Which language was spoken in ancient empire armies ?
A common critic we hear about an EU wide army is What language are they gonna speak but let's forget Europe 2024,
Rome had a huge empire over the whole Europe, I may be wrong, but I don't think that commoner spoke proper Latin in remote province. What happens when they join the legion ? Would the units be split by origin region (Dacian with Dacian, Lugdunumese with Lugdunemese) with only officer speaking latin ? Or would you merge legionaries from different province (So you have Tingitanian, a Lustitanian and a Thracian in the same unit) and give them a crash course in military latin (the way the french foreign legion does? ) Even going as far as Rome, Karl the great empire also spread over half of Europe, and modern European nation used to be way more multi-lingual than they are today, and most likely a random southerner/northerner in Britain, France or Germany couldn't talk to each other.
So how did ancient armies managed the language question ?
Emperor's of Rome podcast addressed this in a Q&A episode.
From memory the answer is that top level generals would almost always speak Greek and Latin, mid level commanders would speak either Greek or Latin adequately as well as the local language of the troops they were commanding.
Latin was the market language of Rome, and commanders/generals would have issued orders and received reports written in Latin.
Most soldiers would have spoken it, including the local auxiliaries that were conscripted. (Or at least a pidgin version of it.)

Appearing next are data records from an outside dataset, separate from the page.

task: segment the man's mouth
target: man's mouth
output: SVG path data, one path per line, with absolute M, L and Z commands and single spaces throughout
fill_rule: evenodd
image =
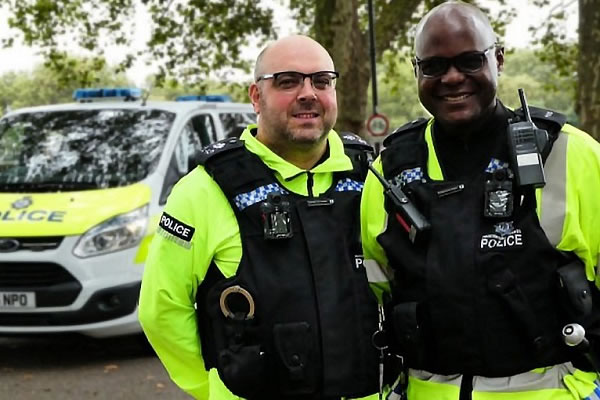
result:
M 313 112 L 305 112 L 305 113 L 294 114 L 294 117 L 300 118 L 300 119 L 317 118 L 318 116 L 319 116 L 319 114 L 313 113 Z
M 441 96 L 442 99 L 444 99 L 444 101 L 448 101 L 448 102 L 459 102 L 459 101 L 463 101 L 464 99 L 470 97 L 471 94 L 469 93 L 463 93 L 463 94 L 456 94 L 456 95 L 445 95 L 445 96 Z

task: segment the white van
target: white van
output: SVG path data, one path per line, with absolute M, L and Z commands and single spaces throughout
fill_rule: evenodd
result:
M 222 96 L 140 95 L 80 89 L 0 119 L 0 335 L 141 332 L 144 261 L 171 188 L 256 115 Z

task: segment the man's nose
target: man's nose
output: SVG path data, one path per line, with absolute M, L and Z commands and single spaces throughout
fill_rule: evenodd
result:
M 308 83 L 306 80 L 308 79 Z M 317 93 L 312 84 L 312 79 L 309 76 L 305 76 L 302 80 L 302 84 L 300 85 L 300 89 L 298 90 L 298 100 L 306 101 L 309 99 L 316 99 Z
M 448 66 L 448 70 L 442 75 L 441 82 L 446 84 L 460 83 L 465 79 L 465 74 L 460 72 L 454 64 Z

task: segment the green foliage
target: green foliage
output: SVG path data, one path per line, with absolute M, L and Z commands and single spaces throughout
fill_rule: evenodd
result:
M 151 100 L 174 100 L 181 95 L 225 94 L 229 95 L 235 102 L 248 103 L 250 101 L 248 99 L 248 83 L 207 80 L 199 86 L 179 83 L 177 80 L 170 79 L 165 81 L 162 87 L 156 86 L 153 82 L 150 82 L 147 86 L 152 87 L 149 96 Z
M 386 53 L 385 66 L 393 65 L 393 71 L 382 68 L 378 72 L 378 107 L 377 111 L 390 120 L 390 131 L 420 116 L 427 116 L 427 111 L 421 106 L 417 94 L 417 83 L 413 74 L 412 65 L 408 57 L 396 57 Z M 373 113 L 371 97 L 372 88 L 369 88 L 369 103 L 367 114 Z
M 573 75 L 564 76 L 552 60 L 540 59 L 533 50 L 519 50 L 505 56 L 498 97 L 510 107 L 520 107 L 518 88 L 523 88 L 530 105 L 549 108 L 577 123 Z
M 74 70 L 61 44 L 75 44 L 90 58 L 103 59 L 107 45 L 131 45 L 134 17 L 142 7 L 152 24 L 147 49 L 130 52 L 117 69 L 124 71 L 145 55 L 157 63 L 159 83 L 177 77 L 201 86 L 211 73 L 248 71 L 250 62 L 241 56 L 248 38 L 260 42 L 274 36 L 272 10 L 254 0 L 0 0 L 0 5 L 11 15 L 9 27 L 19 32 L 4 38 L 3 45 L 38 46 L 47 65 L 67 75 Z M 77 72 L 64 81 L 91 82 L 85 71 Z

Even if the conscripts would speak whatever amongst themselves, they’d have understood Latin. (It’s also very likely that foreigners brought into the province would pickup at least a pidgin version of the local language.)
To clarify, this would be like the French foreign legion not speaking French. (The do. Maybe not natively, but French language skills are necessary for conscription.)
The issue at hand is that the EU is not an empire, it’s an economic alliance of sovereign countries each with whatever language they happen to speak. For an empire, it’s easy to dictate things like “Latin is the official language, all business is conducted in Latin.”
Good god no. Conjugation is bad enough in English. You don’t want know what my latin grammar is like.
For the record the phonetic alphabet isn’t language and I’m pretty sure there’s slight differences between regions/languages. (Alpha, Able, Apple; for example,)
It’s just a way to spell out letters for clarity over radio. The idea is to create extra syllables in the letters using “familiar” words so that if static or something comes across, you can piece it together; also, “a” is easily confused for “way” or “say” or “may”, and such.
Armies don't need complex phrases like "Last week did I see you go to the library?" And as such they've often used non-verbal communications in battle (especially because battle is fucking confusing) this has included drum signals, colored smoke, flags for different actions, and gestures.
When they are using verbal commands they're often a greatly simplified set of phrases - sometimes in a jargon that isn't even proper speech. It's rare to see ten syllable commands and you're much more likely to hear "company, right" than "Company of soldiers whom I command, please initiate a pinwheel rotation to the right around the rightmost file of your formation. Thank you kindly."
So if Europe had to form an army inter lingually then "a derech" and "a isker" would probably end up being right and left respectively... that or they'd follow the EU trend of "When in doubt, default to French"... or they'd just signal their troops with different patterns of Eurohouse beats.
Don't Europeans know basic English? Uk, basic enough to exchange coordinates and stuff? I doubt u would need to have a large enough vocabulary for this.
The World wars for example were fought together in a time where English competency wasn't as high as it is today.
While I have no doubt that officer (and even most NCO) do know more than basic english, I have some doubts regarding the typical high-school drop out who enlists in the infantry.
So if you need to talk about geopolitic, aircraft maintenance or even coordinates two different group of soldier, NATO english would be fine. But how would a multi-lingual crew works on a warship ? What about a multi-lingual patrol ?
Why would a multilingual crew even exist? Wouldn't an EU armed force be just like NATO without the US? Regiments and groups specific to countries instead of regiments involving multiple countries.